Aber mit Verkürzung des Arbeitslosenbezugs für jüngere Arbeitslose und beim ABM-Programm werden doch Leistungen gekürzt.

Ich betrachte das nicht als Leistungskürzung. Wir betrachten das als eine Aufforderung, mobiler zu werden.

Gleichzeitig trägt die FDP die geplante Steuerbefreiung des Flugbenzins für Hobbyflieger mit. Jetzt wollen vier bis fünf FDP-Kollegen dagegen stimmen.

Ja. Ich kann mich darauf nicht einlassen.

Aber Herr Mischnik hat Ihnen allen nahegelegt, für die Steuerbefreiung zu stimmen, damit die Steuerreform als Ganzes nicht gefährdet wird.

Wenn Franz-Josef Strauß ein solches Werk wegen 25 Millionen kippen möchte, dann muß ich Ihnen sagen: Ich verstehe sein Verhalten nicht.

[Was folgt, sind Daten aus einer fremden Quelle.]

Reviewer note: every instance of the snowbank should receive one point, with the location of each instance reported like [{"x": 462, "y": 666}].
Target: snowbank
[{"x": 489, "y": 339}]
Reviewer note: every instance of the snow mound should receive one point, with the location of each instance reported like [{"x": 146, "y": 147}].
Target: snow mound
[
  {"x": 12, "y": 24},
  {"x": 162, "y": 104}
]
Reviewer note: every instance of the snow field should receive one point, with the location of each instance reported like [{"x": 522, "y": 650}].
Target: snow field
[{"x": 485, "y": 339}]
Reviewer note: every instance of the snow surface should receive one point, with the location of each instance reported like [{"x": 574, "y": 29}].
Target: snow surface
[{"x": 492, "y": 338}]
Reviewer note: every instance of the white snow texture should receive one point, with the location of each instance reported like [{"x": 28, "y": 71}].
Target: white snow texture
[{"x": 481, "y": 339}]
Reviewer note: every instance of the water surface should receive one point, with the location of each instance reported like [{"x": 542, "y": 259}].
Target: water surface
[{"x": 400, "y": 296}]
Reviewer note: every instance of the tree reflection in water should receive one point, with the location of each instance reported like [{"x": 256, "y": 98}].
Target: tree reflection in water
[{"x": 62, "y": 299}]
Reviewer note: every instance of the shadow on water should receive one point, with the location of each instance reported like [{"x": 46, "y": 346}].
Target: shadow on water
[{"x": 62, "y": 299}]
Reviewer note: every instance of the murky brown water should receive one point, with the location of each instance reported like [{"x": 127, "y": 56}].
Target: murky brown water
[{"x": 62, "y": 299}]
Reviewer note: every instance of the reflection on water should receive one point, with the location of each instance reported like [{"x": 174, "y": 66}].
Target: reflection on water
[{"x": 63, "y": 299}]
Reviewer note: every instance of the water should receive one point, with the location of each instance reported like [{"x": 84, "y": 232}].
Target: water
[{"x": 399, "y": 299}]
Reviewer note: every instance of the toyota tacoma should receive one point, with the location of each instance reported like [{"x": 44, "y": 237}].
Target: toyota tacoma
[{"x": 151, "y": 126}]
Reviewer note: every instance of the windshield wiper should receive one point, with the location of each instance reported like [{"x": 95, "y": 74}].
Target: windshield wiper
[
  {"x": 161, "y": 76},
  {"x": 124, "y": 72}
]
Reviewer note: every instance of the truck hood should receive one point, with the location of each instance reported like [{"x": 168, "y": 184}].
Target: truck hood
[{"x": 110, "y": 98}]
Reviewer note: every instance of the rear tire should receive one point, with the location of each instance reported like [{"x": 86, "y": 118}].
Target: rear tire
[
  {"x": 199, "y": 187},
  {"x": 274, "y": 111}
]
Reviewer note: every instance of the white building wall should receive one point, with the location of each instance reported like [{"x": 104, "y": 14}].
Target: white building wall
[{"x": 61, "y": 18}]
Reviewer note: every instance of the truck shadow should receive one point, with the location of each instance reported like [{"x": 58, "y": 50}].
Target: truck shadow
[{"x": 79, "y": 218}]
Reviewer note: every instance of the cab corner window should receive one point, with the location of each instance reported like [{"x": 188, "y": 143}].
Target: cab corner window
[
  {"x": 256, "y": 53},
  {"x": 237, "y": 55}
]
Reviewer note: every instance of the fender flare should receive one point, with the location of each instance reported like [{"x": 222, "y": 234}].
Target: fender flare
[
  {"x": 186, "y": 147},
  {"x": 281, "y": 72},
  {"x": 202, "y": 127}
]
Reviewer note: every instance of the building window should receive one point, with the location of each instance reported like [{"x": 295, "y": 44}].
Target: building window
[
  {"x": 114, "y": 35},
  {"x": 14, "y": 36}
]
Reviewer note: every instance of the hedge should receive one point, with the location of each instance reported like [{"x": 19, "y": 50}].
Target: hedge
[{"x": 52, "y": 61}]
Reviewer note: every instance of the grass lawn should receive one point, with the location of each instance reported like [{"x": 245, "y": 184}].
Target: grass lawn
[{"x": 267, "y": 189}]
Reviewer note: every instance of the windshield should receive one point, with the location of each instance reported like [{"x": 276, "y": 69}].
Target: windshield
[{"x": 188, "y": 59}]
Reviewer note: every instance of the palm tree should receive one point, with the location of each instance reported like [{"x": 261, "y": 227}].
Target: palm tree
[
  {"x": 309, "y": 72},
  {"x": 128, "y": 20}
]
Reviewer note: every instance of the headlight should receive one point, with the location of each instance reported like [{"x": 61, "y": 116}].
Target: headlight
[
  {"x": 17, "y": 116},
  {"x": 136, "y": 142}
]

Sie haben also kein Privatflugzeug?

Nein. Aber darum geht es nicht. Der Bürger versteht die Steuerbefreiung für Privatflieger nicht.

Sie stimmen am Donnerstag im Bundestag also dagegen?

Ja.

Und Sie werden auch nicht krank?

Ich werde an der Abstimmung teilnehmen.